If Ebrard’s blatant election interference leaves Americans puzzled, they might imagine former New York mayor Rudy Giuliani, a Trump supporter, comparing AMLO to Benito Mussolini and campaigning openly for his political rivals. Then picture President Trump sending Giuliani to Mexico to lecture them about human rights, social problems and immigration policy.
Ebrard’s notion that Mexico is a “great neighbor” has also showed up in the writings of American conservatives such as Michael Barone. As he sees it, the repressive Partido Revolucionario Institutional (PRI) ran the country for 71 years but all that changed with the election of Vincente Fox in 2000. For Barone, Mexico is now a model of democracy and a majority middle-class nation.
Barone did not mention that Mexico’s PRI regime slaughtered hundreds of protesting students on October 2, 1968. Vincente Fox did nothing to clear up that mass atrocity, and neither did AMLO, who invited Venezuelan dictator Nicolas Maduro to his inauguration. Another indicator that things have not changed from the PRI Era is Mexico’s policy of encouraging the violation of U.S. immigration laws.
Writing in 2013, Barone cited the Pew Hispanic Center, that “there has been no net migration to the United States since 2007.” Pew is the place that set the permanent number of illegals at 11 million. A recent MIT and Yale study puts the number nationwide at 22 million.
Last year, Mexicans abroad sent back a record $33.48 billion to the Mexican motherland, an increase of 10.5 percent from 2017. That is impossible without massive inputs from American taxpayers.
Previous American presidents, in the style of FDR with Stalin, gave Mexico everything it wanted asking nothing in return, in the hope that all would be well. Donald Trump is the first American president in modern times to push back against Mexico’s straight-up colonial policy. President Trump has no reason to take any advice from Marcelo Ebrard or AMLO, both part of Mexico’s ruling political class.

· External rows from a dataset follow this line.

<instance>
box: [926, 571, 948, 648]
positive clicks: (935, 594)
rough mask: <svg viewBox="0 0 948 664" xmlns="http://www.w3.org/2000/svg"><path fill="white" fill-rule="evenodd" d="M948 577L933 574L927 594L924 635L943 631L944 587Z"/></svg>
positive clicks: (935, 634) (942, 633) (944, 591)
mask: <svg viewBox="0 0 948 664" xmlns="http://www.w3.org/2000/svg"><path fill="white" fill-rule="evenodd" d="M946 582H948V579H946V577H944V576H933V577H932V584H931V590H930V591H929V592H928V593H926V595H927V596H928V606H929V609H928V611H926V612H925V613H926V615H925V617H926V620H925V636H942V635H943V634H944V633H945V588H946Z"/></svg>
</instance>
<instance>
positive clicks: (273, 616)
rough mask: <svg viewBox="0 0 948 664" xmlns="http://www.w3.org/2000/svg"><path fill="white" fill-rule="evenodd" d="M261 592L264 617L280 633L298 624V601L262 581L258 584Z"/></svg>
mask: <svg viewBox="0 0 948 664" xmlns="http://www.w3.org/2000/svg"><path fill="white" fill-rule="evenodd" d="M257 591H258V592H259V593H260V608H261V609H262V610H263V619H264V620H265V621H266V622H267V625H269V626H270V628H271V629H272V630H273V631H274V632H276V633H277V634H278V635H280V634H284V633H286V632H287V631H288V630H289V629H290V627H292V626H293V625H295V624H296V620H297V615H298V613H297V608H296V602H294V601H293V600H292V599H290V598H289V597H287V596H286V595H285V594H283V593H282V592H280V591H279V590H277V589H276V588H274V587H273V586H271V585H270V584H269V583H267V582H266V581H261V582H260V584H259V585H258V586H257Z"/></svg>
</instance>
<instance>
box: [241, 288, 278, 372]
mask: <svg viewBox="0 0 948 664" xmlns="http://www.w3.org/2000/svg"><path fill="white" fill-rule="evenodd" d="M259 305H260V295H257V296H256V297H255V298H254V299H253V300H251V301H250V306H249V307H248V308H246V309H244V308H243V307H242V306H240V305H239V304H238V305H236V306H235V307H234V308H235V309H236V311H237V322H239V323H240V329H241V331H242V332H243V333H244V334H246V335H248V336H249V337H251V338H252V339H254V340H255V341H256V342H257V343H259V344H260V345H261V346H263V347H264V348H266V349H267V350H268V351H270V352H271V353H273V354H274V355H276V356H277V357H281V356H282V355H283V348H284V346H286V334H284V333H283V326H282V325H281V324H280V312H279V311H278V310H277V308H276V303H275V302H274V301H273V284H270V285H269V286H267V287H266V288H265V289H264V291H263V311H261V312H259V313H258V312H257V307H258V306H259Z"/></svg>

AMLO believes Mexicans have a “right” to live in the USA. Trump doesn’t think so, and millions of legitimate American citizens and legal immigrants agree with him. For his part, Marcelo Ebrard interfered in an American election by campaigning for Hillary Clinton. That gives Trump more reason to disregard the partisan interloper’s complaints about tariffs, a good idea the president should team with other measures.
President Trump should push for taxation of all remittances from the United States to Mexico. This tax should aim for recovery of all public funds to Mexican nationals illegally present in the United States. The president could also halt remittances entirely for a set period of time.
Some seven out of every ten foreigners in U.S. prisons are Mexican nationals. President Trump should begin billing the Mexican government for its citizens in U.S. custody. The same could apply for medical and educational expenses for Mexicans illegally present in the United States.
Last month, President Trump hinted that he would use the “tremendous powers” of the Insurrection Act to deport illegal immigrants. The 1807 measure gives the president authority to act against “unlawful obstruction or rebellion” within the United States. So the president is holding that in reserve if tariffs and other measures fail.
Meanwhile, AMLO is right that that “the Statue of Liberty is not an empty symbol.” The statue was a gift to the United States from France, which helped Americans overthrow a British colonial regime. Mexico is long overdue for basic reform but that will only happen when the United States compels Mexico to solve its own problems.